The N terminus of G protein-coupled receptors has been implicated in binding to peptide hormones. We have used random saturation mutagenesis to identify essential residues in the N terminus of the human complement factor 5a receptor (C5aR). In a library of N-terminal mutant C5aR molecules screened for activation by C5a, residues 24-30 of the C5aR showed a marked propensity to mutate to cysteine, most likely indicating that sulfhydryl groups at these positions are appropriately situated to form disulfide interactions with the unpaired Cys(27) of human C5a. This presumptive spatial constraint allowed the ligand to be computationally docked to the receptor to form a model of the C5a/C5aR interaction. When the N-terminal mutant C5aR library was rescreened with C5a C27R, a ligand incapable of disulfide interactions, no individual position in the N terminus was essential for receptor signaling. However, the region 19-29 was relatively highly conserved in the functional mutants, further demonstrating that this region of the C5aR makes a productive physiologic interaction with the C5a ligand.

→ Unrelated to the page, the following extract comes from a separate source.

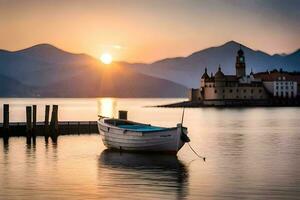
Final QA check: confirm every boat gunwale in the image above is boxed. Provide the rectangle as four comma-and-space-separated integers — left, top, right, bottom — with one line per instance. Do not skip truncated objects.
98, 118, 179, 134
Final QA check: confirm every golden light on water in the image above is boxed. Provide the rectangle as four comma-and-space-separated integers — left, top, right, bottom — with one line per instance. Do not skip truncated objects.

C5a receptor oligomerization. II. Fluorescence resonance energy transfer studies of a human G protein-coupled receptor expressed in yeast.

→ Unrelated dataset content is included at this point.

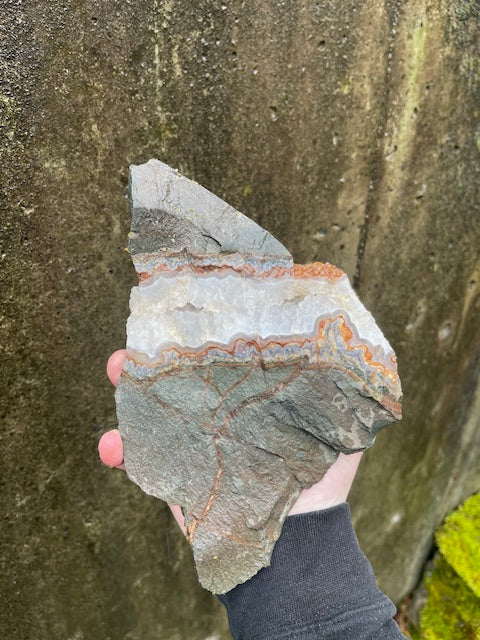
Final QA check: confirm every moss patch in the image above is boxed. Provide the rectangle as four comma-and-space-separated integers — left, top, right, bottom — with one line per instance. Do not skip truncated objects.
436, 493, 480, 598
420, 494, 480, 640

Recent studies demonstrate that members of the superfamily of G protein-coupled receptors (GPCRs) form oligomers both in vitro and in vivo. The mechanisms by which GPCRs oligomerize and the roles of accessory proteins in this process are not well understood. We used disulfide-trapping experiments to show that C5a receptors, expressed in mammalian cells, reside in membranes as oligomers (Klco, J. M., Lassere, T. B., and Baranski, T. J. (2003) J. Biol. Chem. 278, 35345-35353). To begin to address how C5a receptors form oligomers, we now use fluorescence resonance energy transfer experiments on human C5a receptors expressed in the lower eukaryote Saccharomyces cerevisiae. C5a receptors tagged with variants of the green fluorescent protein display energy transfer in intact yeast, demonstrating that mammalian accessory proteins are not required for C5a receptor oligomerization. In both intact yeast cells and membrane preparations, agonist does not affect FRET efficiency, and little energy transfer is observed between the C5a receptor and a co-expressed yeast pheromone receptor (encoded by STE2), indicating that C5a receptor oligomerization is both receptor-specific and constitutive. FRET studies performed on fractionated membranes demonstrate similar levels of energy transfer between tagged C5a receptors in endoplasmic reticulum compared with plasma membrane, and urea washing of membranes has little effect on the extent of energy transfer. The oligomerization of C5a receptors expressed in yeast displays characteristics similar to those observed for other GPCRs studied in mammalian cells. This model system should prove useful for further studies to define mechanisms of oligomerization of mammalian GPCRs.